The Torah and the New Testament command fairness, empathy, and love for the stranger that Jesus fulfilled in his own ministry by healing, feeding, blessing, comforting, challenging, and at times, confronting. His call to “go and do likewise” means more than admiring, more than even imitating the Samaritan — in fact, it means opening ourselves to being blessed. 

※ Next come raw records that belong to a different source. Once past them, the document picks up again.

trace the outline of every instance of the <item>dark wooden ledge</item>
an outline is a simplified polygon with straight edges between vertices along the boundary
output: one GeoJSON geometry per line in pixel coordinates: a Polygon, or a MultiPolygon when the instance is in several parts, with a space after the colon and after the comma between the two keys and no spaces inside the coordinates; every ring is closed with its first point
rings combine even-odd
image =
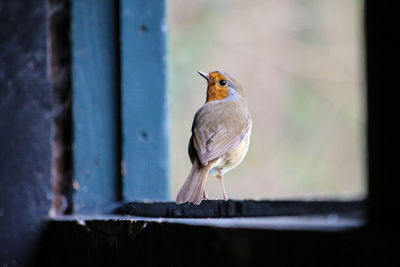
{"type": "Polygon", "coordinates": [[[362,200],[207,200],[199,206],[175,202],[128,202],[112,212],[118,215],[165,218],[232,218],[346,214],[363,217],[362,200]]]}

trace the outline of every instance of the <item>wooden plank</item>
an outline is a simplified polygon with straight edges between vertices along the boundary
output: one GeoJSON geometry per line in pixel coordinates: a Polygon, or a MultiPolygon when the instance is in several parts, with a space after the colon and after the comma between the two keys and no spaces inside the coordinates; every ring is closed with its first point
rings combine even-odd
{"type": "Polygon", "coordinates": [[[365,217],[363,200],[204,200],[200,205],[175,202],[128,202],[112,211],[114,214],[164,217],[164,218],[232,218],[306,216],[330,214],[335,220],[339,216],[365,217]]]}
{"type": "Polygon", "coordinates": [[[76,211],[118,198],[117,12],[114,1],[72,1],[76,211]]]}
{"type": "Polygon", "coordinates": [[[121,1],[123,196],[169,198],[165,1],[121,1]]]}

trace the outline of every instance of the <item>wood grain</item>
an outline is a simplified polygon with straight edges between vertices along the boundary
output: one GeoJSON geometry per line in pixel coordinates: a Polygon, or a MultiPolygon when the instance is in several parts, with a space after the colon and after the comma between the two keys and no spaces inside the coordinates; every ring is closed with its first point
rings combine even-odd
{"type": "Polygon", "coordinates": [[[165,1],[121,1],[124,199],[169,198],[165,1]]]}
{"type": "Polygon", "coordinates": [[[75,211],[118,198],[118,40],[114,1],[72,1],[75,211]]]}

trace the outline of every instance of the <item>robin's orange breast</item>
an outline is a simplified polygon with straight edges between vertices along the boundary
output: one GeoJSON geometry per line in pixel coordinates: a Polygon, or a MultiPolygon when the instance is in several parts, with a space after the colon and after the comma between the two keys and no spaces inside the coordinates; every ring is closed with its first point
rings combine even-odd
{"type": "Polygon", "coordinates": [[[229,91],[226,87],[210,86],[207,90],[207,102],[224,100],[229,95],[229,91]]]}

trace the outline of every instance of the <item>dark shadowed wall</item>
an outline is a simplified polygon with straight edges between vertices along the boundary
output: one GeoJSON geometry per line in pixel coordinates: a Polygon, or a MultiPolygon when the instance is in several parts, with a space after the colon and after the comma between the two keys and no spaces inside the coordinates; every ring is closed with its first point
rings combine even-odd
{"type": "Polygon", "coordinates": [[[0,265],[26,266],[50,209],[46,1],[0,2],[0,265]]]}

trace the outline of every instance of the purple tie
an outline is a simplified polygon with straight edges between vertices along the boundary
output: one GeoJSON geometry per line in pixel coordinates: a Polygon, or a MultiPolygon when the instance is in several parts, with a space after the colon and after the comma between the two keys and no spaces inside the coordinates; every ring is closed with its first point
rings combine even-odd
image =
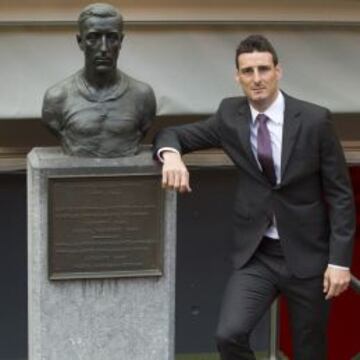
{"type": "Polygon", "coordinates": [[[271,150],[271,139],[269,129],[266,125],[269,118],[265,114],[259,114],[256,121],[259,122],[257,134],[257,156],[265,176],[272,185],[276,184],[274,160],[271,150]]]}

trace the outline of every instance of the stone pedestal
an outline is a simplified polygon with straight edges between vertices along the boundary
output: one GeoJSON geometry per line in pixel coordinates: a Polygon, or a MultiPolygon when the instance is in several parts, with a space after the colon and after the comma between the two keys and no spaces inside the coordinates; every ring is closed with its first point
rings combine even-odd
{"type": "Polygon", "coordinates": [[[163,197],[161,275],[49,277],[50,179],[124,174],[158,175],[160,187],[160,167],[149,150],[117,159],[69,157],[59,148],[29,154],[29,360],[174,359],[174,193],[163,197]]]}

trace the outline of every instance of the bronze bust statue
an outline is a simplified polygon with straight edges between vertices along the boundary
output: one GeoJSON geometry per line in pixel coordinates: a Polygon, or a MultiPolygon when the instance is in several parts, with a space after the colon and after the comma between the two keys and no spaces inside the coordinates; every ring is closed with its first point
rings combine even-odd
{"type": "Polygon", "coordinates": [[[117,68],[123,18],[113,6],[99,3],[85,7],[78,24],[85,66],[46,91],[42,120],[67,154],[136,154],[155,118],[156,102],[149,85],[117,68]]]}

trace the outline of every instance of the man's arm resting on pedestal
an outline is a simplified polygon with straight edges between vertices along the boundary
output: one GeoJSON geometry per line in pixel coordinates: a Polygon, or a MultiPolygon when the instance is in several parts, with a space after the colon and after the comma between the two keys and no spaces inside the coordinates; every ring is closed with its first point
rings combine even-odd
{"type": "Polygon", "coordinates": [[[189,172],[182,161],[179,151],[164,147],[157,151],[157,158],[163,163],[162,187],[179,191],[191,192],[189,185],[189,172]]]}
{"type": "Polygon", "coordinates": [[[206,120],[162,129],[154,139],[154,157],[163,162],[163,187],[189,192],[189,172],[181,154],[221,147],[219,113],[206,120]]]}

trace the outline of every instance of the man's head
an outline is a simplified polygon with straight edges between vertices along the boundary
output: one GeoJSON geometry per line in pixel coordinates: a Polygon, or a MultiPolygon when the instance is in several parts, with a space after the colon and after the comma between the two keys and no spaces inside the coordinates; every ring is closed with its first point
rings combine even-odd
{"type": "Polygon", "coordinates": [[[123,40],[123,18],[108,4],[85,7],[78,19],[77,41],[85,55],[85,67],[94,72],[116,69],[123,40]]]}
{"type": "Polygon", "coordinates": [[[250,103],[265,111],[276,99],[282,70],[275,49],[264,36],[250,35],[236,49],[236,81],[250,103]]]}

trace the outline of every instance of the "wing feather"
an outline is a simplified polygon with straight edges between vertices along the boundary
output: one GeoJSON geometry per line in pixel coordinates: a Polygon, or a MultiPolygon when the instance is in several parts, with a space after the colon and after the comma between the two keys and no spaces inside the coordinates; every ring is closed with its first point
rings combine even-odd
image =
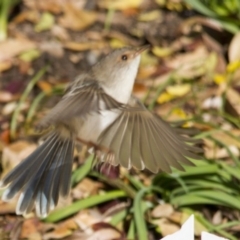
{"type": "Polygon", "coordinates": [[[126,168],[171,172],[171,167],[184,170],[182,165],[194,165],[189,158],[201,159],[196,154],[201,149],[193,145],[191,138],[178,134],[139,102],[122,109],[119,117],[100,135],[98,143],[113,152],[114,165],[126,168]]]}
{"type": "Polygon", "coordinates": [[[170,154],[168,161],[170,162],[171,166],[182,170],[182,167],[179,166],[178,162],[190,165],[191,162],[183,157],[183,153],[188,153],[188,151],[185,150],[185,145],[187,144],[184,141],[177,139],[180,136],[174,133],[171,127],[163,122],[162,119],[154,118],[153,120],[155,122],[155,128],[161,132],[161,135],[158,135],[157,137],[164,145],[164,151],[170,154]]]}
{"type": "MultiPolygon", "coordinates": [[[[80,84],[80,83],[79,83],[80,84]]],[[[122,108],[124,104],[109,96],[97,81],[88,80],[80,86],[74,85],[57,105],[39,123],[44,129],[56,122],[64,122],[74,117],[85,117],[92,112],[122,108]]]]}
{"type": "Polygon", "coordinates": [[[132,129],[132,136],[131,136],[131,152],[129,156],[129,160],[136,159],[136,167],[141,169],[143,167],[143,161],[141,154],[139,152],[140,149],[140,123],[139,123],[139,116],[133,116],[133,129],[132,129]]]}

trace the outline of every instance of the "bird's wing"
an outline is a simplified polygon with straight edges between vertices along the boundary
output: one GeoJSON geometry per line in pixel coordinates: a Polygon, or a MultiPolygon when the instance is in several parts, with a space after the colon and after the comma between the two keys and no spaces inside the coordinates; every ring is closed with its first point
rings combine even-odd
{"type": "Polygon", "coordinates": [[[195,153],[201,149],[193,146],[191,139],[179,135],[137,100],[133,102],[100,135],[98,144],[112,151],[103,155],[102,161],[155,173],[159,169],[171,172],[170,167],[184,170],[182,164],[193,165],[188,158],[200,159],[195,153]]]}
{"type": "Polygon", "coordinates": [[[121,107],[123,104],[109,96],[97,81],[77,81],[70,85],[60,102],[39,123],[38,128],[44,129],[74,117],[84,118],[92,112],[121,107]]]}

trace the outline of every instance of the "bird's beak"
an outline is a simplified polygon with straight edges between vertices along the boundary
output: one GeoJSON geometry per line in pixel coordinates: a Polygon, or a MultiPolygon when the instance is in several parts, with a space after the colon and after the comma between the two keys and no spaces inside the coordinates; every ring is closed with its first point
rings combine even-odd
{"type": "Polygon", "coordinates": [[[135,56],[138,56],[139,54],[141,54],[143,51],[149,49],[151,47],[150,44],[144,45],[142,47],[136,47],[135,50],[135,56]]]}

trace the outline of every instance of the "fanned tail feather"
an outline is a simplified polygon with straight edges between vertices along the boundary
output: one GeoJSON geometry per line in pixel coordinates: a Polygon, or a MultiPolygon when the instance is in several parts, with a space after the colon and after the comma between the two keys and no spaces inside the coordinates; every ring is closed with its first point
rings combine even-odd
{"type": "Polygon", "coordinates": [[[74,142],[51,134],[30,156],[14,168],[1,182],[8,186],[2,199],[8,201],[21,192],[17,214],[32,211],[46,217],[60,196],[67,196],[73,161],[74,142]]]}

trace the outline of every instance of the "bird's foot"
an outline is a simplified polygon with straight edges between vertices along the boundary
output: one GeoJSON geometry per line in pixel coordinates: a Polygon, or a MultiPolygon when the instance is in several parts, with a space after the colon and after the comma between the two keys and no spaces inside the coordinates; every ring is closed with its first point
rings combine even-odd
{"type": "Polygon", "coordinates": [[[104,154],[104,155],[105,154],[106,155],[111,154],[111,150],[108,149],[107,147],[95,144],[91,141],[85,141],[85,140],[80,139],[80,138],[77,138],[77,141],[82,143],[82,144],[87,145],[87,147],[89,149],[89,152],[96,154],[97,157],[102,156],[102,154],[104,154]]]}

Jesus’ sermon on the Mount/Plains, which builds up to the Golden Rule in both Matthew and Luke, opens with the Beatitudes. What reads like a set of unattainable standards is, effectively, a portrait of active love modelled by Jesus. Blessed are those who mourn—because they feel deeply and care truly. Blessed are the merciful—because like the Samaritan, they don’t give up on one another. Blessed are the peacemakers—because they value connection over being right. Blessed are those who hunger and thirst for righteousness—not for ease or for perfection, but for what is just and good and true.

The blessings that Jesus announces are inseparable from the command to treat others with compassion and fairness. This is not just a feeling but an act of will — exactly as bell hooks describes — rooted in the knowledge that we are all neighbors, all children of God, and all worthy of mercy. So let us keep choosing love in action. Let us keep choosing to “do likewise”.